Crushed by the news, the duke did not respond. 

But the fact that we humans are inherently ‘never satisfied’ meant that chasing the dream to be ‘the fastest man on Earth’ became the pursuit of many a speed-obsessed hero, and, between 1920 to around 1940, the majority of them were British. Here we profile those magnificent men from Britain’s golden era of speed. 

The Irish-born driver Kenelm Lee Guinness at the wheel of his Racing Darracq.
Guinness in his Talbot-Darracq at Brooklands in Surrey in 1921.
Sir Malcolm Campbell.
Campbell with his Blue Bird.

Kenelm Lee Guinness 

The first person to reach the magic 100mph on four wheels was the Frenchman Louis Rigolly, who achieved the feat in 1904, and it wasn’t until the 1920s that British drivers got the bit between their teeth and started to achieve some serious speeds. 

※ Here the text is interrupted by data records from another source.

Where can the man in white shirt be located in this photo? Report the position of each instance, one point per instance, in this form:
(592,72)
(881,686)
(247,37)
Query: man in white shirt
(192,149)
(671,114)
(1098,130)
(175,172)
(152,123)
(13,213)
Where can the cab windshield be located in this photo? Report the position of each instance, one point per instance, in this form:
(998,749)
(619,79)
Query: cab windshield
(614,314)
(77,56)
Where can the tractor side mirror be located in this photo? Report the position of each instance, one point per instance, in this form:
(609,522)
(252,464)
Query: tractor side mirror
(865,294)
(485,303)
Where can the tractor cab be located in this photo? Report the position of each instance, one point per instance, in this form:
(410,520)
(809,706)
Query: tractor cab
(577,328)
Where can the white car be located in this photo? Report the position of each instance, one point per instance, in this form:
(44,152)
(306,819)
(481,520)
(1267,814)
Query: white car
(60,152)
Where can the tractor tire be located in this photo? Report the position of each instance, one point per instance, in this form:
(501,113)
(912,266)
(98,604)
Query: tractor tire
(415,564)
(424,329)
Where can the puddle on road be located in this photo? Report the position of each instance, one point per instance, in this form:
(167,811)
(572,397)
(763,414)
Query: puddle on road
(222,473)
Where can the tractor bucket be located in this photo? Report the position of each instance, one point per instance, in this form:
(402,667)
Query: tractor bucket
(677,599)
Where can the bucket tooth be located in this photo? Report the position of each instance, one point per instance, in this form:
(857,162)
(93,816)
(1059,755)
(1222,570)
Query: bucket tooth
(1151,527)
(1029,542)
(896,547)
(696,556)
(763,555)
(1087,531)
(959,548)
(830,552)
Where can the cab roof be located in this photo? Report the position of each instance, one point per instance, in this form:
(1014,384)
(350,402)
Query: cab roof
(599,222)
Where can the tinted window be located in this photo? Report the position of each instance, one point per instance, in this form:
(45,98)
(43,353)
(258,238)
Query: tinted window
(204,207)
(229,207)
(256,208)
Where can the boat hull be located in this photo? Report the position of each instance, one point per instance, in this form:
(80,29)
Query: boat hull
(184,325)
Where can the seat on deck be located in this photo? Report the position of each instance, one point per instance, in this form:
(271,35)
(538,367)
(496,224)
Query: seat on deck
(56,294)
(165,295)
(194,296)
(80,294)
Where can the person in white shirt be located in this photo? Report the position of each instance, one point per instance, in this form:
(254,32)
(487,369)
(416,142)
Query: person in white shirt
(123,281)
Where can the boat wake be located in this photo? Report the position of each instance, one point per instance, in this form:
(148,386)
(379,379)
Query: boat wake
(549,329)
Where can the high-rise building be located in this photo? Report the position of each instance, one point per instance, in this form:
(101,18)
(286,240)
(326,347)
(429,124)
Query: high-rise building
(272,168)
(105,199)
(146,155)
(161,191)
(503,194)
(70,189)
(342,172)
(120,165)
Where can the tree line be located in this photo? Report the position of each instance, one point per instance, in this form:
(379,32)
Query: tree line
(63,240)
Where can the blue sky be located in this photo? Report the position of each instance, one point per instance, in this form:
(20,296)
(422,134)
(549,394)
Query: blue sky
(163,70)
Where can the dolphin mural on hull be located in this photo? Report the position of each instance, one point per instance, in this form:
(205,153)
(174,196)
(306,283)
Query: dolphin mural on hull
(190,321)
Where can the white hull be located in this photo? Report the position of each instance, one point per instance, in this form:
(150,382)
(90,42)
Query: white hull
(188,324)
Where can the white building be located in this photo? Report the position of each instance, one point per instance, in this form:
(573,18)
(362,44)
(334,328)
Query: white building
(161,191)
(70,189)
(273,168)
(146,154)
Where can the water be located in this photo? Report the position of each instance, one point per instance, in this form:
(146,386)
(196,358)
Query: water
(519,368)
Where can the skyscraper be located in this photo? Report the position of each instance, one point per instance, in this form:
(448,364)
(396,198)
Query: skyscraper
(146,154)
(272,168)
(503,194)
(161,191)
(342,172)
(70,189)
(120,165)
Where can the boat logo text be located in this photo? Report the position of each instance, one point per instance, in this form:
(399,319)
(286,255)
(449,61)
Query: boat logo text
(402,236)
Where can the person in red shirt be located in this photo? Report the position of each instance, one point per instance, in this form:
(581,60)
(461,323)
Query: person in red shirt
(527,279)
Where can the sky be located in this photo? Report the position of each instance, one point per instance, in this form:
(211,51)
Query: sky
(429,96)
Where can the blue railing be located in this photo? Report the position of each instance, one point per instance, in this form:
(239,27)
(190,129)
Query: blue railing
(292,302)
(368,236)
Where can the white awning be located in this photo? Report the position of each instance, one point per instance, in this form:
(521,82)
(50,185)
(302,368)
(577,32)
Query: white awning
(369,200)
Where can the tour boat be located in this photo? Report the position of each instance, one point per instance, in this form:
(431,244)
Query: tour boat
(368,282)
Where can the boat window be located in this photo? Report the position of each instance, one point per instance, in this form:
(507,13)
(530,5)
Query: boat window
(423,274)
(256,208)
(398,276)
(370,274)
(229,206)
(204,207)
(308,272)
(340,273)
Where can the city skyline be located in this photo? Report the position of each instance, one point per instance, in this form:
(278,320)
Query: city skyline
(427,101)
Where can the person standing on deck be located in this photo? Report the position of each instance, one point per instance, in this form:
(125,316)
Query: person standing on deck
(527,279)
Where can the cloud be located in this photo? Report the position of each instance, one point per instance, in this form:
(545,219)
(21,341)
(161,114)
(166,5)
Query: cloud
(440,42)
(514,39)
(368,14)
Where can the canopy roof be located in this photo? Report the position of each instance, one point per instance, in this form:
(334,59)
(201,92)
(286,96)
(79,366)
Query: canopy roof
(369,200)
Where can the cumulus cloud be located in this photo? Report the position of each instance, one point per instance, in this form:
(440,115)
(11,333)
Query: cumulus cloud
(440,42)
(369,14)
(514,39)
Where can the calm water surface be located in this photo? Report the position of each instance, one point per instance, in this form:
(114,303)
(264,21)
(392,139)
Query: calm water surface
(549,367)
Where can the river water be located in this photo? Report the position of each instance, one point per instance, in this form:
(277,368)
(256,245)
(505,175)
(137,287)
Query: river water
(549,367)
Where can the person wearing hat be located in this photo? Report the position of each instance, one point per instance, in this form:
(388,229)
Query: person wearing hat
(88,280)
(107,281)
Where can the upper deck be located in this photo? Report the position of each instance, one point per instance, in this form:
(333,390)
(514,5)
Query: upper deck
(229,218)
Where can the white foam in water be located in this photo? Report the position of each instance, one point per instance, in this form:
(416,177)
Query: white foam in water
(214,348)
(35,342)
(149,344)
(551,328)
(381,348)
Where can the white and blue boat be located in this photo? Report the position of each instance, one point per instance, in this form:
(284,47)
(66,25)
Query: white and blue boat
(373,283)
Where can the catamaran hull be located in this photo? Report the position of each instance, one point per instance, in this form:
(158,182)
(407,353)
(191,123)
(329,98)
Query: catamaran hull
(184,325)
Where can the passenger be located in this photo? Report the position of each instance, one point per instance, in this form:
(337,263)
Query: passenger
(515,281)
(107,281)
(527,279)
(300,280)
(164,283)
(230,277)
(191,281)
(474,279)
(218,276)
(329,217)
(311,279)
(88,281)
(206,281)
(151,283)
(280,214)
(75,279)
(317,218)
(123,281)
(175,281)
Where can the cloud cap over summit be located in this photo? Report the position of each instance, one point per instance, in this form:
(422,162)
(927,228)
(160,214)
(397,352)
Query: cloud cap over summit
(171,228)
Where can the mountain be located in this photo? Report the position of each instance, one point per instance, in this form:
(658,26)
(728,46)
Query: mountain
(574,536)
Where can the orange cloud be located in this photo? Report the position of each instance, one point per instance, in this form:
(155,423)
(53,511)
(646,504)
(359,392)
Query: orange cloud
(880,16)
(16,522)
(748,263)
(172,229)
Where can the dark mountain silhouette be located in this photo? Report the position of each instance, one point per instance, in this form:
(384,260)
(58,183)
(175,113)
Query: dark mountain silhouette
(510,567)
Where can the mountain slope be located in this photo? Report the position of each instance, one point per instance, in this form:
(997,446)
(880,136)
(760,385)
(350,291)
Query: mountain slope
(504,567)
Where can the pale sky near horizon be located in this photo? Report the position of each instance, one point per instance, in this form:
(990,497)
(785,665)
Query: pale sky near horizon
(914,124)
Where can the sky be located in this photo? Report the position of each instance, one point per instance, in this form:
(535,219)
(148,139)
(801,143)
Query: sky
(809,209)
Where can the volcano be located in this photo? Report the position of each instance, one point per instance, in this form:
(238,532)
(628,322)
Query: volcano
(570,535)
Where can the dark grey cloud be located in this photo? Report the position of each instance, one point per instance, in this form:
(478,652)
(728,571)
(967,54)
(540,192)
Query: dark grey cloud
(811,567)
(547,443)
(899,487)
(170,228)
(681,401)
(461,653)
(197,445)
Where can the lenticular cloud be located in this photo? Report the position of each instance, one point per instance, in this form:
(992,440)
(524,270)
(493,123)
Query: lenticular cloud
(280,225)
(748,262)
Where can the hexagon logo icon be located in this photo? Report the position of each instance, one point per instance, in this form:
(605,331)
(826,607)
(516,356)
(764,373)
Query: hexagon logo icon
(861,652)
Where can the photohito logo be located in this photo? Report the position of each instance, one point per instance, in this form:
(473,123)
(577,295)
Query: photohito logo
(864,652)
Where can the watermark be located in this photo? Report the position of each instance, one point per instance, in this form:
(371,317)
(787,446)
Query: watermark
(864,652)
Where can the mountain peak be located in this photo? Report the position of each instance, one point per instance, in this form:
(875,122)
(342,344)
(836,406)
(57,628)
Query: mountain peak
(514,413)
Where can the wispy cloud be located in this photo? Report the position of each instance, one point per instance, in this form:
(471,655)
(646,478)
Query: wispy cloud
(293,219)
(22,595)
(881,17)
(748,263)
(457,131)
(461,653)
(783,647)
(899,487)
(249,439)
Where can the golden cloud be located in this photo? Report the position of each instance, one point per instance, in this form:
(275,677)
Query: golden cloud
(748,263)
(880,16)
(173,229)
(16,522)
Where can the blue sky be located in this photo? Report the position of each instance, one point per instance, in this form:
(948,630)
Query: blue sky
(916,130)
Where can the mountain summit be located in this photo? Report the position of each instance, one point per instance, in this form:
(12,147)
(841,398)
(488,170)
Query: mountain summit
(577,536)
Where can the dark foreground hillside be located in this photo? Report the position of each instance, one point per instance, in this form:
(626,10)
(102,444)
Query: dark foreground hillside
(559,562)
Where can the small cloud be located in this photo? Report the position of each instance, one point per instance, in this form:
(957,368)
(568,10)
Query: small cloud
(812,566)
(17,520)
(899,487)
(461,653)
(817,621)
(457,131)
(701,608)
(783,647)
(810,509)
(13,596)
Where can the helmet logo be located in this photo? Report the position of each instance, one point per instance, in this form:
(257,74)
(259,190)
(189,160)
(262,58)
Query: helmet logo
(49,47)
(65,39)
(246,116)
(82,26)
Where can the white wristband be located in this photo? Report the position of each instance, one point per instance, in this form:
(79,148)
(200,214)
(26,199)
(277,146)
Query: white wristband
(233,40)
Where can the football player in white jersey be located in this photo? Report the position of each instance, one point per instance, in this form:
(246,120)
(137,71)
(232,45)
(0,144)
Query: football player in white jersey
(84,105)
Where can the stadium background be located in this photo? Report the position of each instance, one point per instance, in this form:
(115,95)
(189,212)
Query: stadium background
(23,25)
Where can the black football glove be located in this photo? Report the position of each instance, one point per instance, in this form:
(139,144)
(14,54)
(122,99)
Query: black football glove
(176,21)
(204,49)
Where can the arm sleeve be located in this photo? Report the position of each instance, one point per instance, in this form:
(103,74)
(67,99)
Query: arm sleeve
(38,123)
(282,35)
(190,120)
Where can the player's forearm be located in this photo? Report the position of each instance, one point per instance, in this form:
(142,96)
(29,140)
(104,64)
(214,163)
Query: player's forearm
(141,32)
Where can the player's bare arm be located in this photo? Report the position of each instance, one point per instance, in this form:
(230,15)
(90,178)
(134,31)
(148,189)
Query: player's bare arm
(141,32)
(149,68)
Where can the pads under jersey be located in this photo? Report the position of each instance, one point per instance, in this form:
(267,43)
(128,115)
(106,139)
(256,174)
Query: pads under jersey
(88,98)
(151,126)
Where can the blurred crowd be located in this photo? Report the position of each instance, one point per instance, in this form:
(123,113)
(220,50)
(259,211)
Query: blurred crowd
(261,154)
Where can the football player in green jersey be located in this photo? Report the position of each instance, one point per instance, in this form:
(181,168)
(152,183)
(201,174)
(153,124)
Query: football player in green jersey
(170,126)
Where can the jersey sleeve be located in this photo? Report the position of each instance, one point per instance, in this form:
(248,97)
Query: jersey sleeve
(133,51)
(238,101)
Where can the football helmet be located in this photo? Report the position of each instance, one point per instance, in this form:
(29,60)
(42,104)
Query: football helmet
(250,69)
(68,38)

At the start of the decade, the one-eyed American Tommy Milton had hit 156.03mph at Daytona Beach driving a Duesenberg developed specifically for the purpose, but the car managed only a single run before inconveniently catching fire, so the record was not internationally recognised. Inevitably, as speeds increased, the cost of building record-breaking cars grew, which meant a plentiful supply of money was required if the aim of being the fastest person on the planet was to be achieved. In that respect, Kenelm Lee Guinness was well placed. As the name hints at, he was the son of Benjamin Lee Guinness, who was a scion of the celebrated brewing dynasty and then the wealthiest man in Ireland. 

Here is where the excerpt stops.